Misleading presuppositions about the nature of poetry are not just a problem for young readers. Many young poets, however, confuse being deliberately obscure with creating a deeper mystery. Good poets do not deliberately complicate something just to make it harder for a reader to understand. Unfortunately, young readers, and young poets too, are taught to think that this is exactly what poets do. This has, in turn, created certain habits in the writing of contemporary poetry. Bad information about poetry in, bad poetry out, a kind of poetic obscurity feedback loop. It often takes poets a long time to unlearn this. Some never do. They continue to write in this way, deliberately obscure and esoteric, because it is a shortcut to being mysterious. The so-called effect of their poems relies on hidden meaning, keeping something away from the reader.

I don’t know what writers of stories, novels and essays eventually discover for themselves, but I can say that sooner or later poets figure out that there are no new ideas, only the same old ones — and that nobody who loves poetry reads it to be impressed, but to experience and feel and understand in ways only poetry can conjure.

I’m sympathetic to young poets who feel a strong impulse to disguise what they’re saying. Early in my life as a poet, I, too, had trouble being direct. I felt self-conscious, as if I needed to demonstrate my talent with the art in every line. It took me a long time to get over this feeling, and it was only when I did that I started to write poetry that was any good.
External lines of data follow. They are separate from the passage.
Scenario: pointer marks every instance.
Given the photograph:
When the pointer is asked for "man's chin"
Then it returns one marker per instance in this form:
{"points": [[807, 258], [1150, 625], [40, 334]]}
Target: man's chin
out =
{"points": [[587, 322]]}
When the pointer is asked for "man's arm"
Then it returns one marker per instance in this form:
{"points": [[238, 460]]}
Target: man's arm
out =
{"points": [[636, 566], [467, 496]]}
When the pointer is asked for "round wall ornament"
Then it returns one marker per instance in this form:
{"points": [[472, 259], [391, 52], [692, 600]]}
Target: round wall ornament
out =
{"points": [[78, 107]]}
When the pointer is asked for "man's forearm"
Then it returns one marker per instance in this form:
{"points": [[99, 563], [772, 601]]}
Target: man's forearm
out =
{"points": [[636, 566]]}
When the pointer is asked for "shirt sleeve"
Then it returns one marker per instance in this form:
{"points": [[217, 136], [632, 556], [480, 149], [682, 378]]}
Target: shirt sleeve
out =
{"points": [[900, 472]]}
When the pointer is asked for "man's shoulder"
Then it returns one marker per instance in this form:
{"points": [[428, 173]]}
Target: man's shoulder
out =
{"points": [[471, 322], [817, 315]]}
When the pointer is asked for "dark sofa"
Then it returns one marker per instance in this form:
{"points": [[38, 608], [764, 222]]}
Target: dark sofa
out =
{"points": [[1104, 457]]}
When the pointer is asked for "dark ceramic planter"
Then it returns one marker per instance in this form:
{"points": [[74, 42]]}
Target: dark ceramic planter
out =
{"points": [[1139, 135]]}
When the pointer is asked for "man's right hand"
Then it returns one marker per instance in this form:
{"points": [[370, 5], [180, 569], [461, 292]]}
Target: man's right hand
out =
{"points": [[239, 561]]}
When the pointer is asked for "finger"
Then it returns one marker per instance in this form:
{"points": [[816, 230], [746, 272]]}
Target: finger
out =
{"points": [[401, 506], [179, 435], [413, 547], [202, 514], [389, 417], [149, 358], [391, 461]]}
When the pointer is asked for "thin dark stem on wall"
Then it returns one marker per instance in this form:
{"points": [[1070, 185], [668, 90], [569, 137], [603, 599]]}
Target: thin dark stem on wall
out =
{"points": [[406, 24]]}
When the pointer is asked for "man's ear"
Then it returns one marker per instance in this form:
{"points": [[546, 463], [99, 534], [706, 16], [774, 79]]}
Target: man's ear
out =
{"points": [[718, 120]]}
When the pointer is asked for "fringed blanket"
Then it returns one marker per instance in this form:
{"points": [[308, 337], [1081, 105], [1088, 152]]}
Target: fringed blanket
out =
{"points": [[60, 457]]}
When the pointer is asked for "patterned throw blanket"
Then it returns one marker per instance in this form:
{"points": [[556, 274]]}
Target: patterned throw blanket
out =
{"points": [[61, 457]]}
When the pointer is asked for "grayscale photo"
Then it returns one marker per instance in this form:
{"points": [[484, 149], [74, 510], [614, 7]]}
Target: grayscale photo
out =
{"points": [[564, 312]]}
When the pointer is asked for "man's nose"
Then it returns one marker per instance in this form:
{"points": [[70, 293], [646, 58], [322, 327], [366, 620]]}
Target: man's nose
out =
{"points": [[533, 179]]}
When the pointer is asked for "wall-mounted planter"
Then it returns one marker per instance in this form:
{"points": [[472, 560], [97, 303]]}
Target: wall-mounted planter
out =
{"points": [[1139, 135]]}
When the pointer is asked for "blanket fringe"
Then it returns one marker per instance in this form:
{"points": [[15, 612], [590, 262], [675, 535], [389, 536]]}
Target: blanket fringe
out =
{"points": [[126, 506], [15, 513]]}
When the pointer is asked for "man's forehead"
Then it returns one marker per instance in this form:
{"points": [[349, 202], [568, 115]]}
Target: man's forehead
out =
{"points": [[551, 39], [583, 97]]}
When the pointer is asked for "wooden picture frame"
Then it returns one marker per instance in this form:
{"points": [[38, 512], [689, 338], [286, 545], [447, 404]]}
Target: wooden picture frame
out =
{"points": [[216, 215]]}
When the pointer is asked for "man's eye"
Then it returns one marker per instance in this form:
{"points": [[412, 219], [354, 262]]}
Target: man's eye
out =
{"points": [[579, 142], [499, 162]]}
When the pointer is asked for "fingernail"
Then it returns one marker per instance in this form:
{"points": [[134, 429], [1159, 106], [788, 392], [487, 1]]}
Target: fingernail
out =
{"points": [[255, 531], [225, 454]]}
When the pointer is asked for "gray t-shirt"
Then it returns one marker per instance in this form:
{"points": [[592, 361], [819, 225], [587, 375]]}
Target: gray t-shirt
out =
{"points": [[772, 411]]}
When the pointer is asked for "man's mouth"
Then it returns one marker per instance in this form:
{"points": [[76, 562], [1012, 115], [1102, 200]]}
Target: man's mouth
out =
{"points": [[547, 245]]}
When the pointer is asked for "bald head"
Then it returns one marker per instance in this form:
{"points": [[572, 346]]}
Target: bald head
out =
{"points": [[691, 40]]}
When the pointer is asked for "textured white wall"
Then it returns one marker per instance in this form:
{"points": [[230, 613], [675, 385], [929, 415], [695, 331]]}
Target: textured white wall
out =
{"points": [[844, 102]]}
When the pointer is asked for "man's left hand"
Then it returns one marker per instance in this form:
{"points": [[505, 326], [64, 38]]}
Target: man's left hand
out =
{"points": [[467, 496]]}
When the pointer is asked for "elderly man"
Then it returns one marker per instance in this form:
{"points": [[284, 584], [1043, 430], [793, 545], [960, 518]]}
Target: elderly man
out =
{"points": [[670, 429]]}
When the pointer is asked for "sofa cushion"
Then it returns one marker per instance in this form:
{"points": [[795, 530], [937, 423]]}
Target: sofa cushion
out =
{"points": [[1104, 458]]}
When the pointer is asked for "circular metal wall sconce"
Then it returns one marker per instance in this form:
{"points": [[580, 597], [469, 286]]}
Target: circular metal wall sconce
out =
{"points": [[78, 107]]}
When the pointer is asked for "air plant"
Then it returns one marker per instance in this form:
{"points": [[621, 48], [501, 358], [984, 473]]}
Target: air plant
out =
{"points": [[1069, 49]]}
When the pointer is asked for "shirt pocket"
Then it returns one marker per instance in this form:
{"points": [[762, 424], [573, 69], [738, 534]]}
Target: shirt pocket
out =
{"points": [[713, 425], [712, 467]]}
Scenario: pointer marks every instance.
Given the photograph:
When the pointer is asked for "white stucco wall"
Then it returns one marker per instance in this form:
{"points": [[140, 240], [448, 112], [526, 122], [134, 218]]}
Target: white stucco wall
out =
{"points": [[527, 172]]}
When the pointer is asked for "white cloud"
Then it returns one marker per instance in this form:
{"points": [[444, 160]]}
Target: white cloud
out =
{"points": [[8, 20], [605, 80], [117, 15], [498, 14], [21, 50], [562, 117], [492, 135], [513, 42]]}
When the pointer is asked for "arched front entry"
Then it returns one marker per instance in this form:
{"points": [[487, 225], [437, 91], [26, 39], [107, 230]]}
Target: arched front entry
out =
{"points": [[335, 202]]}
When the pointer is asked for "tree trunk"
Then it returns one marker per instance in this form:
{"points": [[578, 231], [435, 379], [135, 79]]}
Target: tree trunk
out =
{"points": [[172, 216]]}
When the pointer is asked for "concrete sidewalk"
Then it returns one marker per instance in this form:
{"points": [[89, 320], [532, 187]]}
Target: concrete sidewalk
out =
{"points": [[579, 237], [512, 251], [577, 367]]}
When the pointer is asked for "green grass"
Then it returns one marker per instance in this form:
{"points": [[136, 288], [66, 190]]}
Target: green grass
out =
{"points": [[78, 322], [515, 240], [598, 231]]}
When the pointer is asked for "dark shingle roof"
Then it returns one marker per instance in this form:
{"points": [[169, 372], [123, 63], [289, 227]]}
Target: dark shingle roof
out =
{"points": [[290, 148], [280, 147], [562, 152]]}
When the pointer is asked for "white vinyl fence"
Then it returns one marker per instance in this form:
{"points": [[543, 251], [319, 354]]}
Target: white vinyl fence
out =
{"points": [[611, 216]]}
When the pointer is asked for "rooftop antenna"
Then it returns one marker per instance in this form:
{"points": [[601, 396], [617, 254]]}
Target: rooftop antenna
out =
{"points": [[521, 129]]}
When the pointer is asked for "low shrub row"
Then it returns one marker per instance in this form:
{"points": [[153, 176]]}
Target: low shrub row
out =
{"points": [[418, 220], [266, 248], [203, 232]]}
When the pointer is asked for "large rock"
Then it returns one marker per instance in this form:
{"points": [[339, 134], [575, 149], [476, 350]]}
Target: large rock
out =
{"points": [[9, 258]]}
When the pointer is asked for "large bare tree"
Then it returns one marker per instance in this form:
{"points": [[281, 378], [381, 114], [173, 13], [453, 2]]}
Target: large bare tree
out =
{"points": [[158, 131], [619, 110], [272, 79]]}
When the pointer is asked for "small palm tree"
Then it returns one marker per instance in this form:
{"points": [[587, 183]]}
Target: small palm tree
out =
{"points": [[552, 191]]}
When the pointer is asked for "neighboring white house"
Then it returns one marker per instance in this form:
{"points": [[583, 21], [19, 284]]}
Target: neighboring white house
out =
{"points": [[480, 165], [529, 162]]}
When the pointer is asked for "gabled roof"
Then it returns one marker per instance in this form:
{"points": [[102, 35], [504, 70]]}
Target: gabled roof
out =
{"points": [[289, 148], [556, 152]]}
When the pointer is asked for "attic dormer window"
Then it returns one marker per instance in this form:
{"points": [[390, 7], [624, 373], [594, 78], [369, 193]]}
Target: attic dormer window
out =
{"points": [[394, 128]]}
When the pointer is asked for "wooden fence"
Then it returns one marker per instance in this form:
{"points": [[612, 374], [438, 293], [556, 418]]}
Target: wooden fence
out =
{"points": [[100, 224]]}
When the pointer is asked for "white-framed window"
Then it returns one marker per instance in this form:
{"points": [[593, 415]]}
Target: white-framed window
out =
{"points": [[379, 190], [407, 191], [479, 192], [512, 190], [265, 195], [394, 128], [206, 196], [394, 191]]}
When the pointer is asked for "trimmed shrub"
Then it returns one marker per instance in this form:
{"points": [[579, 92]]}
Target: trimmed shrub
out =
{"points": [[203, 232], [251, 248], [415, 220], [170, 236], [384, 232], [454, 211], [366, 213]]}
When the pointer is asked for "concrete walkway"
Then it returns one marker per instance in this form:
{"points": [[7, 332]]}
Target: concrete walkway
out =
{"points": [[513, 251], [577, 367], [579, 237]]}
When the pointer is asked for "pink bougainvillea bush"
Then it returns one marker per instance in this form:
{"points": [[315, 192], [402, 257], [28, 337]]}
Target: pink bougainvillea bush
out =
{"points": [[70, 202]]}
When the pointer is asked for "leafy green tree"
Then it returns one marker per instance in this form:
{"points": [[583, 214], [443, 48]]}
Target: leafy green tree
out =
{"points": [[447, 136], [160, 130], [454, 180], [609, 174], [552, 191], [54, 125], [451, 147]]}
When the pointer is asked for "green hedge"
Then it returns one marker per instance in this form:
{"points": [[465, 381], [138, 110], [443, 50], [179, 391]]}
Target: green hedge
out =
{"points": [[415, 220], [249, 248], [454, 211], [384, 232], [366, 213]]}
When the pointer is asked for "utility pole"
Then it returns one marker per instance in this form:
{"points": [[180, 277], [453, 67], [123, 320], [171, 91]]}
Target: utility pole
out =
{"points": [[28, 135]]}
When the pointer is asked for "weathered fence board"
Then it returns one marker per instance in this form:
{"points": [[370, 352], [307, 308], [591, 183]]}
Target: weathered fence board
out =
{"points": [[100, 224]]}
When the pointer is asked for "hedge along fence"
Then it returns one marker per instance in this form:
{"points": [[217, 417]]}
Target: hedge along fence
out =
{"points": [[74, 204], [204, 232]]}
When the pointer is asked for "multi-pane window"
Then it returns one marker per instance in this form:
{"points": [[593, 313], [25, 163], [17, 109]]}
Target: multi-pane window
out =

- Matthew Zapruder, from his essay "Understanding Poetry Is More Straightforward Than You Think" (an excerpt from his forthcoming Why Poetry?) in The New York Times. You can read the whole thing here.

2 comments:

Anonymous said...

Hmm. Trouble is, I see obscurity in many well-established (respected) poets. It's not obscurity for obscurity's sake: it's the deep need to be original, to say something in a way no one has quite approached before. I do it myself. Far more than I did twenty years ago. Back then I strove for clarity, but clarity doesn't seem to get the kudos for most of us these days. Yes, I think "the portal to the strange is the literal" for someone like Jack Gilbert, but there's only one Jack. That portal is the eye of a very fine needle.

Rob Taylor said...

Someone commented on a blog! Amazing! It's like it's 2009 all over again!

I think Zapruder would probably agree with you, Anonymous. His line "Many young poets, however, confuse being deliberately obscure with creating a deeper mystery" seems to chime with your "It's not obscurity for obscurity's sake". Maybe it comes down to semantics - the difference between "complexity" and "obscurity": both resist "clarity" but one does so to greater ends, the other as a means of hiding itself.

And I agree there's only one Jack (of course!) but I don't think the only means of satiating a "Deep need to be original" is through intentional obscurity. Likewise, that clarity is out of style is no reason to abandon it.

I'm glad you did something else that's "out of style" and commented on a blog, whoever you are!